Le convivialisme : une philosophie politique pour le «monde d’après»

Le «monde d’après» se prépare dès maintenant. En ce printemps 2020, les tribunes ont germé dans la terre du confinement, et les initiatives fleurissent désormais à la lumière de notre «liberté» retrouvée: que ce soit le Conseil national de la nouvelle résistance, #NousLesPremiers ou la Convention du monde commun, pour n’en citer que quelques-unes, toutes se rejoignent dans un appel au renouveau démocratique et à des actions concrètes et convergentes. Partageons donc des méthodes, des propositions, et des solutions mûries depuis longtemps.
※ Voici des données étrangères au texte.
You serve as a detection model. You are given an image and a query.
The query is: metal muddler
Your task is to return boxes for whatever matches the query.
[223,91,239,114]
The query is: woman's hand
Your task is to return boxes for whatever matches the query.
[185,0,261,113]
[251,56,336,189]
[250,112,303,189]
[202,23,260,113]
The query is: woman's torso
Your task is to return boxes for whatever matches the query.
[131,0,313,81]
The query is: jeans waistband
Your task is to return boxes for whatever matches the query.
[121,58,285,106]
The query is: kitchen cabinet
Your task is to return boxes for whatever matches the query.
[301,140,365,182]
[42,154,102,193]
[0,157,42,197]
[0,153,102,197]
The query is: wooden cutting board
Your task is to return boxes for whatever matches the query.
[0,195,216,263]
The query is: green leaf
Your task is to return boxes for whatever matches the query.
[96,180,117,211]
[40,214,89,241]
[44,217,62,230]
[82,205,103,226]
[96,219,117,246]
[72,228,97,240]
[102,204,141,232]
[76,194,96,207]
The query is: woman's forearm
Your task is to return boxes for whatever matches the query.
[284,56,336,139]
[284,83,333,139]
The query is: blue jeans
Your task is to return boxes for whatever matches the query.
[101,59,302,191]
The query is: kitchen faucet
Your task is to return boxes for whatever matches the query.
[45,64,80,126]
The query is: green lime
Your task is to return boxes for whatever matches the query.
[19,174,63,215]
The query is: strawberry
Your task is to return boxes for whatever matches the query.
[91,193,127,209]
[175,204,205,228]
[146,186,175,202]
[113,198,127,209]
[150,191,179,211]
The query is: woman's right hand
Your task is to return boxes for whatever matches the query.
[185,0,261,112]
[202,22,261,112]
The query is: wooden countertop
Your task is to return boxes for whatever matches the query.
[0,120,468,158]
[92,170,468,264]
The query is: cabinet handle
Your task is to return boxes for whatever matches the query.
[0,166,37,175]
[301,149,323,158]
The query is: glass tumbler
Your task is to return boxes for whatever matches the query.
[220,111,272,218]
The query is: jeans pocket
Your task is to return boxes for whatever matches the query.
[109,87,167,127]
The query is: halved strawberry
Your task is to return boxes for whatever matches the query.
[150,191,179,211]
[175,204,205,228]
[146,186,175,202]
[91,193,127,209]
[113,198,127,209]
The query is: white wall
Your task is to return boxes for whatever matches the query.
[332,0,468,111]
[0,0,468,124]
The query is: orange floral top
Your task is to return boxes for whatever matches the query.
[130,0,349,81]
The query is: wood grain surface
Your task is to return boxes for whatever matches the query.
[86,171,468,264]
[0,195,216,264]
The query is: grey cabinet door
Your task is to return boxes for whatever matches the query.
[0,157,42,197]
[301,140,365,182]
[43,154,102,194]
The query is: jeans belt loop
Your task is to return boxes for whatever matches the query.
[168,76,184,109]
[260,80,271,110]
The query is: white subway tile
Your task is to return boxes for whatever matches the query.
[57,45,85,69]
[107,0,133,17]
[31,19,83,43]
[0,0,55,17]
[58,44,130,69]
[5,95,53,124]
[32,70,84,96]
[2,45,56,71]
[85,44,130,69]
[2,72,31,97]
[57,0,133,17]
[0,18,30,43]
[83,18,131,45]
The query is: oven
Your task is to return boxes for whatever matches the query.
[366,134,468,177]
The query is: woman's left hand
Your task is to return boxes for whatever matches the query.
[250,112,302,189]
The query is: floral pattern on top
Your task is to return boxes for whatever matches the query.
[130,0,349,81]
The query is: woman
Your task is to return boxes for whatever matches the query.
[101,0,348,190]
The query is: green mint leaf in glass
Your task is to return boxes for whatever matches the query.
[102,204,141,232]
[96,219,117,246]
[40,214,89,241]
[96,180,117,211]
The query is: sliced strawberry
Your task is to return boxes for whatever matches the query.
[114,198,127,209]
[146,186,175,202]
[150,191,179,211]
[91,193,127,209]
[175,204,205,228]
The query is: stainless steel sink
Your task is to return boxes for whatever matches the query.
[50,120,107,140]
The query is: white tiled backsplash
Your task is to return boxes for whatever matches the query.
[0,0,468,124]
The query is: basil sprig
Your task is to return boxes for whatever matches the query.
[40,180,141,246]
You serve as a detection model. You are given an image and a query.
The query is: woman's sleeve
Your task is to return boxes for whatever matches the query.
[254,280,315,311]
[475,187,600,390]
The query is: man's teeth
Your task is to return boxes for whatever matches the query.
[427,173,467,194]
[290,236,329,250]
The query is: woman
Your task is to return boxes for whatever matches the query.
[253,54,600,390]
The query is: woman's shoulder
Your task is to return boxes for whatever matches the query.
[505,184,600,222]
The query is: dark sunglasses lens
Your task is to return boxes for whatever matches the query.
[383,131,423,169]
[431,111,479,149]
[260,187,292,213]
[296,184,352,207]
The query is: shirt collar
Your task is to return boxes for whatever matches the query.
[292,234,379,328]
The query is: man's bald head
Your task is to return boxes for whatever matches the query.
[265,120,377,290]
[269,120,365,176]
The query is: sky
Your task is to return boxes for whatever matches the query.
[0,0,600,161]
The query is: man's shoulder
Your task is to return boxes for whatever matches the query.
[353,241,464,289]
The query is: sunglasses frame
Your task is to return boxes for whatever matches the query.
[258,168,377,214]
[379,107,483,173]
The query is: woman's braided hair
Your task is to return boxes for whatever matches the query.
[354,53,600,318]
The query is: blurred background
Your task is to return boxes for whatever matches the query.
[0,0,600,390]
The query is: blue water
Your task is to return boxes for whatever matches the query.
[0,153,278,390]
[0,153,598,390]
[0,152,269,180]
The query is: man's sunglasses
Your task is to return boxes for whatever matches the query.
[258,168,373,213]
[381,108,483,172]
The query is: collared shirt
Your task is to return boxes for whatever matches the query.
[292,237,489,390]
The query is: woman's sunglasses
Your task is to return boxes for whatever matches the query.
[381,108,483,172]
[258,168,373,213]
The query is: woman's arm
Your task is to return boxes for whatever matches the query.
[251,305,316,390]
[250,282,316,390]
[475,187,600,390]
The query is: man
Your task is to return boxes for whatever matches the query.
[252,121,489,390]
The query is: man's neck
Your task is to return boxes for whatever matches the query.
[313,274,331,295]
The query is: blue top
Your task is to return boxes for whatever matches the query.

Nous sommes plus intelligents ensemble, en mettant en commun nos points de vue, nos expertises, nos désirs. Mais n’oublions pas que notre tâche sera d’abord de mener la bataille pour interpréter les causes de la crise et remettre en question la grille de lecture néolibérale qui cherchera, elle, à profiter du choc pour imposer de nouvelles mesures. Les maux changent, mais les «remèdes» néolibéraux, eux, sont désespérément identiques – augmentation du temps de travail (une des pistes évoquées pour le «Ségur de la santé» : la suppression des 35 heures…), collectivisation des dettes tandis qu’on autorise des entreprises aidées par l’Etat pendant la crise à rémunérer grassement leurs actionnaires…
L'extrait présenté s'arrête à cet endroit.